Limite é uma tragédia cósmica, um grito de angústia, uma lancinante meditação sobre a imitação humana, uma doloroso e gelada constatação da derrota humana. É um filme trágico mas glacialmente trágico. É um grito de desespero mas estranhamente calmo e até educado. É um filme aristocrático — um dos raros da História do Cinema. Nessa calma e desesperançada tragédia cósmico, soçobra toda uma visão de mundo; todo um desejo de interação com o infinito se frustra. Limite exprime a tragédia do homem ocidental: a ânsia pelo infinito, pela eternidade que a mão não pode alcançar. Limite é um réquiem que nos revela a própria natureza da condição humana finita diante do infinito: é um clamor e um lamento que nos faz perceber não intelectual ou discursivamente, mas no íntimo, no sentimento, no abismo profundo do eu instantâneo, comovente, inquietante o mistério imenso da condição humana: a fundamental limitação do homem diante do mundo infinito.

Limite é a representação perfeita, no particular, dessa tragédia cósmico universal. No detalhe, vemos todo um mundo; numa expressão toda uma vida; numa cerca, a tragédia; num reflexo de água, a morte. Nenhum filme conseguiu isso com tanta força, clareza e completude.

No ano de 1930 o Cinema Silencioso se aproximava de seu melhor momento —- e de seu fim. The Crowd, de King Vidor, e A Linha Geral, de Eisenstein, já haviam sido feitos. Mas já existia também – e fazendo sucesso – The Broadway Melodies. Enquanto as salas de espetáculos de todo o mundo operavam uma rápida conversão para exibir os filmes falados, Eisenstein saía da Rússia, aventura que remeteria ao inacabado Que Viva México!; Dovjenko premido pelas autoridades soviéticas, terminava Terra, e Chaplin começava City Lights. Com o falado às portas, praticamente triunfante, as grandes obras finais do Cinema Silencioso ainda se faziam ou estavam por se fazer.

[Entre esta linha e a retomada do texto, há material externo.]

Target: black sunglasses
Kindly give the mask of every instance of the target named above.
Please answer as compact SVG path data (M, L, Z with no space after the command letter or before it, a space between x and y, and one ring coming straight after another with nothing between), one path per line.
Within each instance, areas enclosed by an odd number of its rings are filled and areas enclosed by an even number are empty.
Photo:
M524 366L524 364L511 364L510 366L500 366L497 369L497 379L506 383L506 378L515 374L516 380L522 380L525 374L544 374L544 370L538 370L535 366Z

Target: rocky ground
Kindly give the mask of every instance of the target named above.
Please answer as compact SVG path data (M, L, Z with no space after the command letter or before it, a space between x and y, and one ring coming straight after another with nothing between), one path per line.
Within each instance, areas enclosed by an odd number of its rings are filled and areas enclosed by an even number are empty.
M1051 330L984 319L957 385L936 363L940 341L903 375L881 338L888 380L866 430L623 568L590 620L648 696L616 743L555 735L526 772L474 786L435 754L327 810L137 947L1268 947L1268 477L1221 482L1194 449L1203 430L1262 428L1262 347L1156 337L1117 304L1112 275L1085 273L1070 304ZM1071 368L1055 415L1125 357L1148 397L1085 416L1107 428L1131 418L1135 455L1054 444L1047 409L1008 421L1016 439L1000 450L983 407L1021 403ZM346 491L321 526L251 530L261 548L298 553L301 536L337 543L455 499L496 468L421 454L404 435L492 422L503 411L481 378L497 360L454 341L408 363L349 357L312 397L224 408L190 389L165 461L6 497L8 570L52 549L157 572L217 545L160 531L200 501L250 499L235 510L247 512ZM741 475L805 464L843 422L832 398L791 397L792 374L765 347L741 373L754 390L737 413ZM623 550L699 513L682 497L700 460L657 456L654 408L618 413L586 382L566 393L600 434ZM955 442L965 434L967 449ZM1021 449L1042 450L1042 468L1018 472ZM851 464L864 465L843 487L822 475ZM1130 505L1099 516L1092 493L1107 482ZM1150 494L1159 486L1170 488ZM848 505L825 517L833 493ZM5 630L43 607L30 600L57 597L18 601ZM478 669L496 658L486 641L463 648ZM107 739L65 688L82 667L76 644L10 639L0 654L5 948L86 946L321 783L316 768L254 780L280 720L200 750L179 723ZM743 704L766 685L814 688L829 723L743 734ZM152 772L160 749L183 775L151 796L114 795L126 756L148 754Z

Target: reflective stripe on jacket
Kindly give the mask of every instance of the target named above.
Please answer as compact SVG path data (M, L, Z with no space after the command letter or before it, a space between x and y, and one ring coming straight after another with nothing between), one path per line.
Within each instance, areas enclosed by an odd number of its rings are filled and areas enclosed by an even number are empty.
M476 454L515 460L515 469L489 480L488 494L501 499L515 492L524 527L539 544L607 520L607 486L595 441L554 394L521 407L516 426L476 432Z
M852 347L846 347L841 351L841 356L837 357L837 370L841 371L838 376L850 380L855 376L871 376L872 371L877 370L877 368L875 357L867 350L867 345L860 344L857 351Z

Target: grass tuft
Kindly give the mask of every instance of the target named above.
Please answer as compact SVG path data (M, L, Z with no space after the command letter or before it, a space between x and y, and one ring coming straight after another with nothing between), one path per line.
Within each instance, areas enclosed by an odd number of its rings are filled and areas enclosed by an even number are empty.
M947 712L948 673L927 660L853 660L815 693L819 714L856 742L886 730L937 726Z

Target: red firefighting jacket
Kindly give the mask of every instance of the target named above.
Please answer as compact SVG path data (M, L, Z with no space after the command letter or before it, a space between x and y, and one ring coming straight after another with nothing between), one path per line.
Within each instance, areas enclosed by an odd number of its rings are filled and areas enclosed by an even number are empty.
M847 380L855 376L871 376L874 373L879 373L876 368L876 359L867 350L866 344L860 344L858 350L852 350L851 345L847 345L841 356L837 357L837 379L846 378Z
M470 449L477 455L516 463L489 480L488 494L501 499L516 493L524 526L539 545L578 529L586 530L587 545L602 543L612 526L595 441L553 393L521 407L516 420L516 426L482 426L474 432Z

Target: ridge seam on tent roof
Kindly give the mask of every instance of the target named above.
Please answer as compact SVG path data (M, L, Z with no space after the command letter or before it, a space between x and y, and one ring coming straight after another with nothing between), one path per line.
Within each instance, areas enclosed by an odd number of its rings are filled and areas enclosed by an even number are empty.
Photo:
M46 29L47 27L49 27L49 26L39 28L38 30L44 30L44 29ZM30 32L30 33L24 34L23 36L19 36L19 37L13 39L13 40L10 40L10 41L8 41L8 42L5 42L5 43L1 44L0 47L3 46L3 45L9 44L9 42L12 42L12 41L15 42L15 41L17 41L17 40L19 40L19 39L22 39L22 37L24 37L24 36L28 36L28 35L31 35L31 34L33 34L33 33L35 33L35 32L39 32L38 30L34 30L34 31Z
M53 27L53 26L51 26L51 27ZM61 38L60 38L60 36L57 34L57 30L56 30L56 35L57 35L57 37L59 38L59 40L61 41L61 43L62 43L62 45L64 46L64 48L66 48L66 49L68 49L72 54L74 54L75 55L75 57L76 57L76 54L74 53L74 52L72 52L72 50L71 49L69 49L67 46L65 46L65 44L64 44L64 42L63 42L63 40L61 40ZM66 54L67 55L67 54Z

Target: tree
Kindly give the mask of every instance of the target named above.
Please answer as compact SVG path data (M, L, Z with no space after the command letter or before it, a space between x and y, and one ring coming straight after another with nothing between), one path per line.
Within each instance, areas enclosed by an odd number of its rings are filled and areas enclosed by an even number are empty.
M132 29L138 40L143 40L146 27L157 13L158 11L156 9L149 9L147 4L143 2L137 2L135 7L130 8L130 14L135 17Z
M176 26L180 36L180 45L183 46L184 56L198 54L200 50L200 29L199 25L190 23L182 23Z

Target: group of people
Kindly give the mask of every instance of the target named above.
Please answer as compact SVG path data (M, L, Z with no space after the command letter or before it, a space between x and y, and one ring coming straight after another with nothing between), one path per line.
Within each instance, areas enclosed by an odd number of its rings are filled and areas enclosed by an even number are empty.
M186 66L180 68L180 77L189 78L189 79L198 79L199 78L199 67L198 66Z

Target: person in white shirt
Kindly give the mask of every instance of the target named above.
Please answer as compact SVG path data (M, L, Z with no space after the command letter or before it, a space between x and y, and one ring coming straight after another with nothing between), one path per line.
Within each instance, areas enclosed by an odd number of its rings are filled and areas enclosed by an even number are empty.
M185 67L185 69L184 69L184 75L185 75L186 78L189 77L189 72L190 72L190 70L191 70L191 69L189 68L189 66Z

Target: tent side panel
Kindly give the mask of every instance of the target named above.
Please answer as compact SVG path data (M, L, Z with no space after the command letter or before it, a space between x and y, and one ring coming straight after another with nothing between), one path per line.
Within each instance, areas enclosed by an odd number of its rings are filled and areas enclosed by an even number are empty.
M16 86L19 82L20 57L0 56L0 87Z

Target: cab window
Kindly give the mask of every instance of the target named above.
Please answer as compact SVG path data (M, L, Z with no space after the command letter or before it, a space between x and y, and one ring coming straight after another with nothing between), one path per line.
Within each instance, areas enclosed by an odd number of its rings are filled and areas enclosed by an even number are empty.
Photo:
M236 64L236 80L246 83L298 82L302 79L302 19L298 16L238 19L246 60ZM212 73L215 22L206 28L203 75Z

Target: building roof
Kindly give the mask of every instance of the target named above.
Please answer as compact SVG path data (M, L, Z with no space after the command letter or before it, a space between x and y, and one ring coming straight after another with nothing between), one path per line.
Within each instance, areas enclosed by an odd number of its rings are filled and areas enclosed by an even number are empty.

No Brasil, um amor intenso e delirante pelo cinema, típico da época do Silencioso, provocara o aparecimento do Chaplin Club e de Cinearte — e a Cinédia dava seus primeiros possas. Mas o que se fazia em termos de realização, era ainda tateante, apesar do esforço de Ademar Gonzaga e Pedro Lima e do talento de Humberto Mouro. E nesse momento, quando as obras-primas do Cinema Silencioso se faziam ou se anunciavam, que aparece Limite — um filme estranho no panorama do cinema brasileiro, mas não do mundial. Embora seja um filme quase anacrônico: mesmo Que Viva México! seria sonoro — como sonoro, "sincronizado" é City Lights. Mas não é por acaso que Limite é contemporâneo de filmes como Terra ou Que Viva México! Há algo comum neles apesar de todas as diferenças: são todos filmes onde a morte está presente de uma maneira que transcende o episódico. E Que Viva México! desagradou ao seu rico patrocinador comunista, Terra teve problemas com as autoridades culturais soviéticas e Limite não agradou a seu exibidor. Nascido em íntima relação com o Chaplin Club, do qual é a outra face — a face da realização, Limite aparece como um filme insólito naquele momento cultural brasileiro. Tão insólito quanto as discussões que no Chaplin Club se travavam a respeito de Sunrise. Nada no cinema de amadores esforçados, que era o cinema brasileiro, anuncia, às vésperas de sua feitura, o que Limite seria. Nada nesse cinema que procurava livrar-se de sua infância revelava que um filme como Limite estava para nascer. Nada, neste filme por todas as maneiras insólito, revela influências ou marcas deste cinema em embrião. Mas toda a evolução do Cinema como arte, não alemã, francesa, russa, americana ou brasileira, mas ocidental, anunciava Limite — filme brasileiro de dimensões universais, remate e conclusão do Cinema Silencioso.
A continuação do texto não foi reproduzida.